Mass in C minor
Christina Landshamer (soprano), Anke Vondung (mezzo), Steve Davislim (tenor), Tobias Berndt (baritone); Bavarian Radio Chorus; Akademie für Alte Musik Berlin/Howard Arman
BR Klassik 900917 123:63 mins (2 discs)
Few works Mozart composed with his wife Constanze in mind were completed. The reasons are complex. In this case we have a Mass heavily influenced by the old fashioned procedures of Bach and Handel, and so long that the type itself had just been prohibited by the Emperor. The Kyrie and Gloria survive almost intact, but large sections of the Credo are missing as is the entire Agnus Dei. The Sanctus, Benedictus, and Osanna movements only survive in arrangements and copies.
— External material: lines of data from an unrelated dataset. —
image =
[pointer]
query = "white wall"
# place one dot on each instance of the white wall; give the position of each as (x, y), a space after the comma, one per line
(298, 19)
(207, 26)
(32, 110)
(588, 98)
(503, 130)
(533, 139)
This recording uses a new reconstruction by Clemens Kemme, which does not provide music for the completely missing movements, but fleshes out the instrumentation in the others and expands and redistributes the part writing in the double fugue in the Osanna and elsewhere. It would be an alert listener who spotted the intricate differences between this version and the established and admired reconstruction by Richard Maunder already used by many recordings. The Osanna here certainly sounds more fulsome and hectic but this is partly due to the relentless pace of the choir, which lacks the clarity and shaping found, for example, on Masaaki Suzuki’s 2016 recording. The soloists are pleasing, especially Christina Landshamer in ‘Laudamus te’, but I missed the ethereal panache and technical security of a singer such as Sylvia McNair (on John Eliot Gardiner’s 1988 recording). The second disc is a spoken docu-drama in German of events surrounding the composition and reception of the Mass. No translations are provided.